Recycling and up-cycling is definitely not a new thing. As fashion has sped up, we have lost many traditions that made the fashion industry creative and wonderful. We encourage any tradition that helps people fall in love with their clothes again, that respects the environment and the people who are involved in making clothes and helps drive our overall mission to reduce waste. Every day, we come across fantastic initiatives that make us believe in fashion again.
This is our biggest cycle in the six-year history of this programme. We have been expanding regularly and are open to emerging designers in Asia, Europe or the United States of America. We are looking for new talent in sustainable design. Applications can come in till 3 April 2017. There are exciting prizes. For example, the chance to design an up-cycled capsule collection for new luxury up-cycled brand BYT. In their applications, designers must design a collection using textile waste and one or more of the three design techniques of zero-waste, up-cycling or reconstruction.

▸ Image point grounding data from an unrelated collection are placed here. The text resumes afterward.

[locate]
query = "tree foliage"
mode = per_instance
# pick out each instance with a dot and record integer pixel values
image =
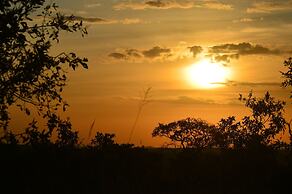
(287, 75)
(190, 132)
(29, 73)
(258, 129)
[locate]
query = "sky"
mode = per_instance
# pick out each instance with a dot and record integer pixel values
(197, 56)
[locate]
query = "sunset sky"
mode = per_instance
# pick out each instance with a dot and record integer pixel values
(196, 55)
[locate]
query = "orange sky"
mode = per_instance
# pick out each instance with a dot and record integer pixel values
(133, 45)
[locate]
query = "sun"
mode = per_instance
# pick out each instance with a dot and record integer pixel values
(207, 74)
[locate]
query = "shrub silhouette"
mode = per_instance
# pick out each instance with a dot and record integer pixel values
(257, 130)
(103, 141)
(287, 75)
(189, 133)
(29, 75)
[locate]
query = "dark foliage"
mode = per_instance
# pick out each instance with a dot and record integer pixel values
(144, 171)
(190, 132)
(29, 75)
(287, 75)
(254, 131)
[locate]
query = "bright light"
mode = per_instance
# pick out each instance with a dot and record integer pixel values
(206, 74)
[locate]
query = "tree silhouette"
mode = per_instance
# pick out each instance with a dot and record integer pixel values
(190, 133)
(254, 131)
(286, 83)
(103, 141)
(29, 73)
(287, 75)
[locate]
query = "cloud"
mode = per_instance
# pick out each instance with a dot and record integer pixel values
(118, 56)
(270, 6)
(217, 5)
(154, 4)
(133, 53)
(195, 50)
(184, 100)
(128, 21)
(225, 58)
(171, 4)
(227, 52)
(243, 49)
(247, 20)
(97, 20)
(92, 5)
(250, 84)
(94, 20)
(156, 52)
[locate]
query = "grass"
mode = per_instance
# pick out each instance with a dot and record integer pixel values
(141, 170)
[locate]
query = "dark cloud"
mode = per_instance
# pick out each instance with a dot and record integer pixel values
(87, 19)
(227, 52)
(133, 53)
(226, 58)
(156, 52)
(195, 50)
(156, 3)
(242, 49)
(118, 56)
(171, 4)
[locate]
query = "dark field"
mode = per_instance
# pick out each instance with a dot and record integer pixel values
(142, 170)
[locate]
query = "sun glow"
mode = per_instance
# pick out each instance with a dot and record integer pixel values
(207, 74)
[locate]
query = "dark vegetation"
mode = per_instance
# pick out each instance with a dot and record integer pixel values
(232, 156)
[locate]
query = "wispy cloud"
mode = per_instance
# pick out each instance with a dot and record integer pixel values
(249, 84)
(195, 50)
(93, 5)
(227, 52)
(97, 20)
(270, 6)
(247, 20)
(171, 4)
(155, 52)
(223, 53)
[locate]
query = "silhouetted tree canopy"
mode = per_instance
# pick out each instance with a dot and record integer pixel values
(287, 75)
(190, 132)
(256, 130)
(29, 73)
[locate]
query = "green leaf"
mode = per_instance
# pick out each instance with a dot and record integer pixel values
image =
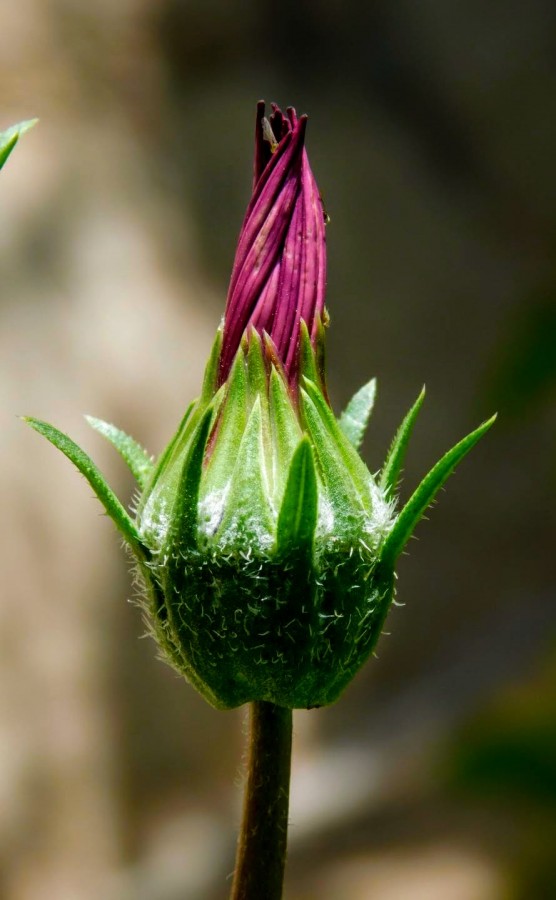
(355, 417)
(297, 520)
(210, 378)
(426, 492)
(9, 138)
(396, 455)
(307, 361)
(353, 465)
(138, 460)
(182, 534)
(86, 466)
(230, 427)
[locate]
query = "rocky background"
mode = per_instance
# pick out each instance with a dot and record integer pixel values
(433, 136)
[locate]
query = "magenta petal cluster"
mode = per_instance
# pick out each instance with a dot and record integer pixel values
(279, 273)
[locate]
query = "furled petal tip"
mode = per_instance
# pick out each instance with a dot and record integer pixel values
(279, 273)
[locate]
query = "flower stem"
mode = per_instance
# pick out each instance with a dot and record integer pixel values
(261, 851)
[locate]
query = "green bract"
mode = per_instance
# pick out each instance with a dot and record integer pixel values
(266, 547)
(9, 138)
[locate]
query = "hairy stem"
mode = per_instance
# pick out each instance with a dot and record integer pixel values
(261, 851)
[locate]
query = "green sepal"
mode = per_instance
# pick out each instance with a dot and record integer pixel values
(138, 460)
(297, 519)
(257, 385)
(182, 533)
(247, 509)
(355, 417)
(426, 492)
(9, 138)
(307, 361)
(256, 371)
(123, 522)
(286, 431)
(389, 477)
(230, 427)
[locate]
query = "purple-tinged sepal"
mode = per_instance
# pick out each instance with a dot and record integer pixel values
(265, 546)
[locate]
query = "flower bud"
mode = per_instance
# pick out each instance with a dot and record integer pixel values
(266, 547)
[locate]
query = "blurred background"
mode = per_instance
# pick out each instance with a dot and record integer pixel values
(432, 135)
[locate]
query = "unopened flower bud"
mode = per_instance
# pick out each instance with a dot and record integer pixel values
(266, 547)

Ten finalists will join the Redress team in Hong Kong this September for a whirlwind trip of challenges and workshops, ending in the grand finale at Hong Kong Fashion Week where they will present their six piece collections. We have an amazing line up of expert judges and some great ambassadors including model Bonnie Chen and model, actress, entrepreneur and activist Amber Valletta.
It is difficult to measure the impact of our programmes in terms of tangible change that we have influenced, but consumers are demanding more information on the industry and on individual brands. Our followers grow every day and we try to keep our content fresh and interesting to keep inspiring this passionate group.
Redress is now in its 10th year but in the last few years we have seen big shifts in terms of improvements in the industry in sustainability initiatives and responsible production. There is still a long way to go but we are encouraged and like to think that through our activities we have played, and continue to play a part in this shift. What we can tangibly measure is a huge rise in the numbers of visitors to our online educational content!